After 41 years at the Magic Kingdom it seems the most magical place on earth may have finally exhausted its supply of rabbits to pull from the top hat. The Children’s Miracle Network, which has sponsored the event since 2007, is stepping down at the end of this week’s tournament and although tournament officials have time to scare up a new title that didn’t seem likely as players finished their third rounds.
“I’m disappointed to see it leave to be honest with you,” said Ryan Palmer, whose first Tour victory came in 2004 at Disney. “I honestly think it would have been a better field next year being part of the FedEx Cup. I don’t know if it’s the sponsor or Disney, but it would have gotten better being part of the FedEx Cup, for sure.”
Ironically, it is the move to the FedEx Cup portion of the schedule that may be the haymaker that ultimately drops Disney from the Tour docket.
The Tour transitions to a split-calendar schedule beginning next season with the Fall Series events shifting to the start of the 2013-14 season. As part of the transition the fall events will have to increase their purses to $6 million. For an event that has had four sponsors since 1985 that would be a $1.3 million bump which, together with the lost cachet of not being the season ender any longer, is akin to selling ice to Eskimos.
Along with the economics of scale, Disney would also face a suddenly crowded dance card as it attempts to slide into the fall portion of the 2013-14 schedule.
According to a “tentative” schedule obtained by GolfChannel.com last month the Tour Championship ends the 2013 season on Sept. 22, followed by the Presidents Cup the first week of October. The new season begins with the Frys.com Open (Oct. 10-13), the Las Vegas stop (Oct. 17-20), WGC-HSBC Champions (Oct. 24-27) and CIMB Classic (Oct. 31-Nov. 3) in Asia, McGladrey Classic (Nov. 7-10) and Mayakoba Golf Classic (No. 14-17).
In theory Disney could be played Nov. 21-24, although it hasn’t been held that late since 1973 and that date would run the event dangerously close to Thanksgiving which will be Nov. 28 next year. Nor are there many options in December, with Tiger Woods’ unofficial event the first week of December followed by the Franklin Templeton Shootout in south Florida.

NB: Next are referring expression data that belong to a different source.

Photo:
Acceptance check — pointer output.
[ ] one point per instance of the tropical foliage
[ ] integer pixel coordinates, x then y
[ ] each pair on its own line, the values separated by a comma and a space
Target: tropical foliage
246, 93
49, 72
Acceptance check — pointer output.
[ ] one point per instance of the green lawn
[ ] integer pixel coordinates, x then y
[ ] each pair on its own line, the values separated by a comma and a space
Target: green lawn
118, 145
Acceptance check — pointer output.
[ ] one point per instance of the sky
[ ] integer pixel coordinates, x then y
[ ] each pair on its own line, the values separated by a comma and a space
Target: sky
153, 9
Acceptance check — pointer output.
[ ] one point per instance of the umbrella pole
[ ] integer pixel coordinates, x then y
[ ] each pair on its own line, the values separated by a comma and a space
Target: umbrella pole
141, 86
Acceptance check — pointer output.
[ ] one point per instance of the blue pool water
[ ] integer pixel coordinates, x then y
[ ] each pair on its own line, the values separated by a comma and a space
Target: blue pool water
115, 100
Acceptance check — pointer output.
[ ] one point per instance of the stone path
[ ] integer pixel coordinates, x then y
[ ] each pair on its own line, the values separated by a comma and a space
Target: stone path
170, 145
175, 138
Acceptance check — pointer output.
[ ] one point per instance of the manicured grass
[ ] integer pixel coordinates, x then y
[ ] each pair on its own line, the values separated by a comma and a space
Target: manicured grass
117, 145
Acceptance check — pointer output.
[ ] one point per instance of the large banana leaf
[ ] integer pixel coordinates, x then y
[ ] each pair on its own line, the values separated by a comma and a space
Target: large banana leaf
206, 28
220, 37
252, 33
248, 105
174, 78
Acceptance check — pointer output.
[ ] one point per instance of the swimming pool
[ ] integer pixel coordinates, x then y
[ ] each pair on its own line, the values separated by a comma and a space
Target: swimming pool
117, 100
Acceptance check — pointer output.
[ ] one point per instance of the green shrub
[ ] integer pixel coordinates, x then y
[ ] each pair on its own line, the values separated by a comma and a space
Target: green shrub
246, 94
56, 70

Numerous requests from Golf Channel for comment from Disney tournament director Kevin Weickel were denied, but the potential hole left by the Magic Kingdom’s departure from the schedule spoke volumes.
“It’s going to be hardest on the kids,” said Davis Love III, whose 20th and last Tour victory came at Disney in 2008. “You have an entire generation of kids who grew up coming here. It’s tough to think events like Hilton Head (RBC Heritage) and Disney could go away, but it’s a tough economy. It kind of shows you what a good job the Tour has done keeping events.”
In a lot of ways the Tour grew up at Disney. Love first played the event in 1986, the year Raymond Floyd won in a playoff, and he has missed the central Florida stop just seven times in his career. Along the way the event has produced a Hall of Fame list of champions that connects generations from Jack Nicklaus (1971, ’72, ’73) to Tiger Woods (1996, ’99).
That pedigree, however, means little unless officials can conjure some magic and save Disney from economic Darwinism.
If you listened hard on Saturday you could hear a train whistle echoing across the cool air from one of Disney’s theme parks and maybe even Cash’s signature baritone offering a forlorn sendoff for the Tour staple, “. . . but those people keep a movin’ and that’s what tortures me.”